In fact, there are no non-parents, because parent is a verb. I parent. You parent. We parent. Anyone can parent, and in fact, everyone does. Because kids don’t look only to their moms and dads to discern what’s cool/intolerable/important – at least not for long. Teachers, coaches, bosses, babysitters, and public icons have as much or more influence on the culture we collectively produce, which is the psychological nest in which their personalities hatch.
In other words, even the child-less, child-free, and child-avoidant, “bring forth” the emerging generation, through influence both direct and indirect, conscious and unconscious. What we say and how we treat each other impresses children simply because we are the adults; we’ve been around longer. We shape the context of our species’ past and future. Likewise, the problems we create for ourselves and our environment can’t be contained within any “private” life – these too we pass on.
Make no mistake, every child belongs to all of us and none of us. The fate of each elder is tied to the wellbeing of every youngster – we’re sharing the same world, after all. They enter our habitat with clear eyes and determine which of our stories will be retold, whom will be remembered and how.
They will rebel against all of us – as they should – to test whether our values are still relevant for their moment in history. And when they come of age and we are simply old, all of us will depend on them, and the integrity of their character. The work ethic, compassion, and generosity that we’ve hopefully brought forth will ultimately define our quality of life, and our quality of death.

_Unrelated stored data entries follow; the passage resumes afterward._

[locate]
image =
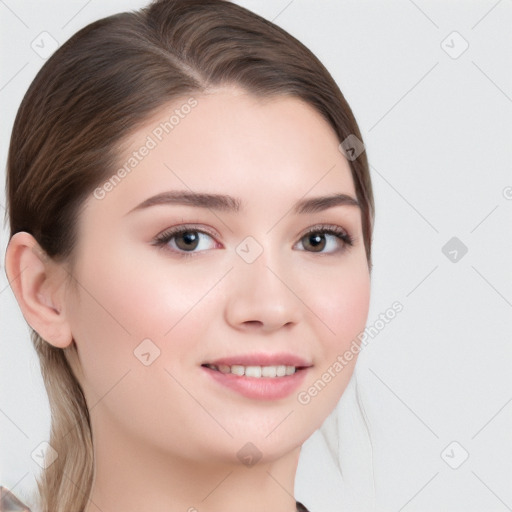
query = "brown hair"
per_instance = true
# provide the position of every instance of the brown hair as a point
(94, 91)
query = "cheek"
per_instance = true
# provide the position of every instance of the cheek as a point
(341, 302)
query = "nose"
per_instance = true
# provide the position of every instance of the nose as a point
(261, 295)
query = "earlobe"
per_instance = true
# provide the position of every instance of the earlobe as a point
(38, 285)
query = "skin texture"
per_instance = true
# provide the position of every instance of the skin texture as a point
(166, 435)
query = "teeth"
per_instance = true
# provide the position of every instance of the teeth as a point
(255, 371)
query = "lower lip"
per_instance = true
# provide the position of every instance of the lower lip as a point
(259, 388)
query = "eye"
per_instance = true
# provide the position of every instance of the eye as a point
(188, 240)
(315, 238)
(185, 240)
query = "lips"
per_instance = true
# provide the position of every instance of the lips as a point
(278, 359)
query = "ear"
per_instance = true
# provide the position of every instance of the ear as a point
(39, 286)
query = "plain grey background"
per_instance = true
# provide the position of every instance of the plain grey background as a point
(430, 85)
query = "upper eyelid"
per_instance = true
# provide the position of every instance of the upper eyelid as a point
(178, 229)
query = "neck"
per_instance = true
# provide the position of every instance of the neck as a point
(133, 476)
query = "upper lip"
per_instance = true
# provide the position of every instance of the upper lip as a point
(278, 359)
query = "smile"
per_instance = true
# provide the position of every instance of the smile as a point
(254, 371)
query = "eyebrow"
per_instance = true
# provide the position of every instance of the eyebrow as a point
(231, 204)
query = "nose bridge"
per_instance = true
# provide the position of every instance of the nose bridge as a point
(259, 291)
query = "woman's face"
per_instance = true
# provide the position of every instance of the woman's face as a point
(246, 280)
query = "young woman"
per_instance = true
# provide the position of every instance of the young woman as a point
(190, 218)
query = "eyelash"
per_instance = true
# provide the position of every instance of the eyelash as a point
(163, 239)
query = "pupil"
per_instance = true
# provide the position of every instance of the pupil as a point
(316, 240)
(189, 237)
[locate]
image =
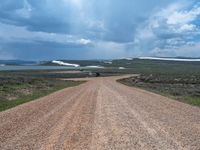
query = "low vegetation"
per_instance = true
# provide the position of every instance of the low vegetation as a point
(180, 87)
(18, 90)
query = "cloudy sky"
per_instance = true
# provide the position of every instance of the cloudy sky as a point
(98, 29)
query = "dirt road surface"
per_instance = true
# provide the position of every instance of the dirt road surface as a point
(101, 115)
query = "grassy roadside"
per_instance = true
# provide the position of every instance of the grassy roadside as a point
(182, 88)
(16, 91)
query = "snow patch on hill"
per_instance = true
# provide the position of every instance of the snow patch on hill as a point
(64, 64)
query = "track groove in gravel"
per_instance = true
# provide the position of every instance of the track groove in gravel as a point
(101, 114)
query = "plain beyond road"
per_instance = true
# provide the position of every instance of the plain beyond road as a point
(101, 114)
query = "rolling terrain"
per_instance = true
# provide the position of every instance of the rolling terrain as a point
(101, 114)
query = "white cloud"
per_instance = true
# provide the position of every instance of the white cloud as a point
(84, 41)
(25, 12)
(168, 31)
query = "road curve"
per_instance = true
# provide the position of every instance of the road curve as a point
(99, 115)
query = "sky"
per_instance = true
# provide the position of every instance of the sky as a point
(98, 29)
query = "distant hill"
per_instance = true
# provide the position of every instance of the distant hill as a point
(17, 62)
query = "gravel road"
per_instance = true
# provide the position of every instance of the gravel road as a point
(101, 115)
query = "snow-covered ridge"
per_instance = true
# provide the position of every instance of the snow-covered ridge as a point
(64, 64)
(95, 66)
(170, 59)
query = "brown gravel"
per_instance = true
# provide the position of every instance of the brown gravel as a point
(101, 114)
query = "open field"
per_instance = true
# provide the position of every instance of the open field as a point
(183, 88)
(18, 90)
(101, 114)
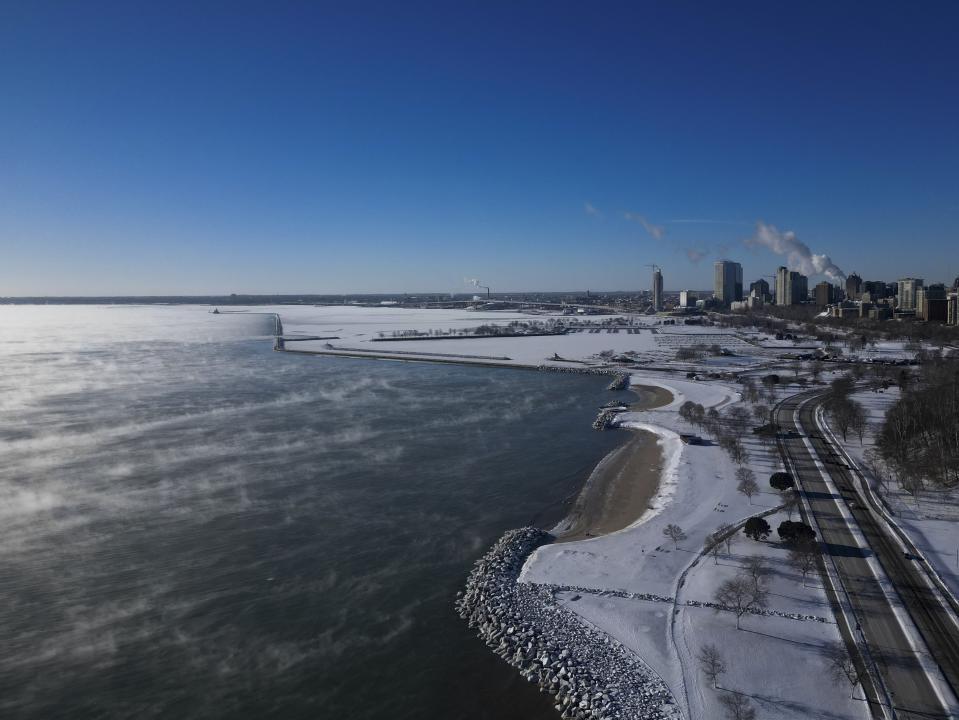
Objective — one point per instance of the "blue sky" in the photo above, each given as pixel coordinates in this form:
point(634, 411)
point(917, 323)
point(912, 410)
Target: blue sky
point(345, 147)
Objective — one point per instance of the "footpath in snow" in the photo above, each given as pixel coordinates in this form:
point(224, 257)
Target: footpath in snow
point(648, 594)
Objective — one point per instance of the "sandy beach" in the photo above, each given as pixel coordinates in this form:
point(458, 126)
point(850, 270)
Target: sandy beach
point(622, 485)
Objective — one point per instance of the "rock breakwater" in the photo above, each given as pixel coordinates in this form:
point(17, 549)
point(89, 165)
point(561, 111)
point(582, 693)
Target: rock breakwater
point(589, 674)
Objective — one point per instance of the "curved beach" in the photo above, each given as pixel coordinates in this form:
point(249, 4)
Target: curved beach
point(620, 488)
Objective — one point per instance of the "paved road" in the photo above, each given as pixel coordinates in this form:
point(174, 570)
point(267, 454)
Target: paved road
point(897, 662)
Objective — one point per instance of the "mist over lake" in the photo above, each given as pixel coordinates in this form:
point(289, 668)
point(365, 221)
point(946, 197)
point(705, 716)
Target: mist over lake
point(192, 525)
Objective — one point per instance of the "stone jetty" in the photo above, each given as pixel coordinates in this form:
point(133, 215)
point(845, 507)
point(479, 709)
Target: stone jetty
point(620, 382)
point(590, 675)
point(606, 419)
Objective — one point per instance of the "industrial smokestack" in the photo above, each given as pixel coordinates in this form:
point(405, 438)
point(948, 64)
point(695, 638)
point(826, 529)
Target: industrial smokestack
point(800, 257)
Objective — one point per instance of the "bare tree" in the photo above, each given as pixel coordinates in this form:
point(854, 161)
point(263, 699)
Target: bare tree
point(728, 534)
point(803, 557)
point(873, 462)
point(755, 567)
point(713, 545)
point(674, 533)
point(738, 417)
point(760, 413)
point(737, 707)
point(747, 484)
point(841, 666)
point(741, 595)
point(711, 661)
point(791, 501)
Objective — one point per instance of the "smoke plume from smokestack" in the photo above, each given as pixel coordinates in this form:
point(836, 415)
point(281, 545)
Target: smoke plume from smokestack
point(799, 256)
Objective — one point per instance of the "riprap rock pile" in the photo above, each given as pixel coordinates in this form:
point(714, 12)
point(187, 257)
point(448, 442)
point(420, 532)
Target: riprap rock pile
point(589, 674)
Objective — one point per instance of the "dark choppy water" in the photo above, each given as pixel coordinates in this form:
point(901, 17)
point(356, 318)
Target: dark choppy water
point(193, 526)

So isn’t it time to stop pretending that some of us are responsible for parenting and others aren’t? Why do some of us get credit for the wild beauty and brilliance of a child, but others don’t? Now that genetic science, environmental evidence, and every major religion make the same point – that we are all related – there really is no excuse to behave as anything other than family. And within that family, everyone has a role to play. Everyone is a parent.